On remarque que les questions d’hégémonie disciplinaire et de prétention à l’application directe des résultats des différentes disciplines sont d’emblée centrales. Point n’est besoin ici de longues gloses pour prendre la mesure de deux bouleversements majeurs, à l’échelle d’une quarantaine d’années, par rapport à ce diagnostic. D’une part, les neurosciences ont acquis une visibilité, une légitimité et une influence que l’on peut a minima qualifier de tout à fait significative dans la vie de la Cité. D’autre part, elles tendent à devenir, au corps défendant ou avec l’approbation de leurs praticiens, une des figures contemporaines des perspectives applicationnistes dans l’appréhension de la socialité en général, et de l’éducation en particulier2 .  

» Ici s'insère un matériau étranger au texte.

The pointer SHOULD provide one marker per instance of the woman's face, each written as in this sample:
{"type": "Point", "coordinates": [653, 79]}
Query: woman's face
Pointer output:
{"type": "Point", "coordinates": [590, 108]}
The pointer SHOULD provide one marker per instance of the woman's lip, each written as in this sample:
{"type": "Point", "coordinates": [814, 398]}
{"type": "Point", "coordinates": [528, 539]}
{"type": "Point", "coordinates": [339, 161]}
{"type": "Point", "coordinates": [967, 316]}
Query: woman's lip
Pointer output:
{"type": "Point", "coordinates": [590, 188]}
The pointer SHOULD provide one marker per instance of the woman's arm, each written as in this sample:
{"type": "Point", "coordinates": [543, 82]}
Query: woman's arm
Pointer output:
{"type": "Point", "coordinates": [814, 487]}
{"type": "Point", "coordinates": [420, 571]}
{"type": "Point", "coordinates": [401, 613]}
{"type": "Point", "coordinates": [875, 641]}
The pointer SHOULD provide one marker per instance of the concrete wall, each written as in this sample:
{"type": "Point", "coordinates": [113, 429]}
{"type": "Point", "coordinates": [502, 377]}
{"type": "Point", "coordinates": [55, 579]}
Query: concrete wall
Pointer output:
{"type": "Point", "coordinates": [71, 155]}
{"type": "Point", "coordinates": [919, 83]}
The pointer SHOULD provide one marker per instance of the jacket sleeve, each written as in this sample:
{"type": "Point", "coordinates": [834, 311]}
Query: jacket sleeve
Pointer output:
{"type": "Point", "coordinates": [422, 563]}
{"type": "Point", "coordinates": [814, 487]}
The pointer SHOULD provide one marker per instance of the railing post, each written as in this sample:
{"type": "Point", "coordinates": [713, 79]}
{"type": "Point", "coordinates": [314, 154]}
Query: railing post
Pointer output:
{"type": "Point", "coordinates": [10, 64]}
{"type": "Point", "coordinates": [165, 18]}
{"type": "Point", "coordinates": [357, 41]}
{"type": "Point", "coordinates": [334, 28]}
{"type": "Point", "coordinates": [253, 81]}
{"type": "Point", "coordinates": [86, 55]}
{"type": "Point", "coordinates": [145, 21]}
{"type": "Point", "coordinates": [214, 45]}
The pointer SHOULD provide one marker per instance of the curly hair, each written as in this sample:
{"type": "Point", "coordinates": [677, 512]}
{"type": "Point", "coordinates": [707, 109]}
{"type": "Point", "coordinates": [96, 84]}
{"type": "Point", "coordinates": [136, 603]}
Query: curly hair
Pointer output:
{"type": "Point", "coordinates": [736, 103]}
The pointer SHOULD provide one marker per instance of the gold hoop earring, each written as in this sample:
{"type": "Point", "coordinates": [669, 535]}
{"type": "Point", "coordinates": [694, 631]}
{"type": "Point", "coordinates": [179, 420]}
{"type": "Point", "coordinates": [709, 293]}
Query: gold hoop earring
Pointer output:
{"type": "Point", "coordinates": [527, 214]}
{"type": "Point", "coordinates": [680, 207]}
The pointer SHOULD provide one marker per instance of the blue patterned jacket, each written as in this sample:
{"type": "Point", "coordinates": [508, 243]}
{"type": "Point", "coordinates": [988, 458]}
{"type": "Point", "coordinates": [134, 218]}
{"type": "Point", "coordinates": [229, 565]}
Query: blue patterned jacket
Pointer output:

À ces deux échelles, les travaux critiques, souvent des plus stimulants, ne manquent pas3 . Il reste que, des décideurs institutionnels aux enseignants de terrain en passant par les parents et autres citoyens soucieux de questions éducatives, la prégnance de l’approche neuroscientifique des questions éducatives paraît aller croissante. Pour progresser dans l’intelligibilité de ce point semblent donc se poser les questions du pensable et du croyable de notre époque s’agissant de tel ou tel discours scientifique, politique, éducatif. Plus spécifiquement, cela interroge les conditions auxquelles tout discours de politique éducative appuyé sur des travaux scientifiques peut désormais trouver son public et sa place. 

Cette question est celle qui guide l’analyse récemment proposée par Alain Ehrenberg, (qui constitue sans doute également un des plus sûrs abords critiques desdites neurosciences et de leur place dans la société d’aujourd’hui). Sans prétendre résumer ici l’ouvrage très dense4 qu’il lui consacre (2018), il nous semble possible de proposer une version synthétique de sa thèse : c’est en puisant à la force entraînante de l’idéal moderne d’autonomie individuelle pour tous que les neurosciences président aujourd’hui au remplacement de l’homme social par l’homme neuronal dans l’appréhension de l’humaine condition. Si l’on considère, avec Marcel Gauchet, que s’« il y a aujourd’hui une question vive pour la philosophie de l’éducation, c’est bien celle-là : qu’est-ce que l’autonomie, qu’est-ce que devenir autonome et à quelles conditions » (2015, p. 161), alors nous avons là un nœud problématique, qu’il importe, en tant que philosophe de l’éducation, de pouvoir approfondir. Le présent texte se veut une contribution à cette tâche. 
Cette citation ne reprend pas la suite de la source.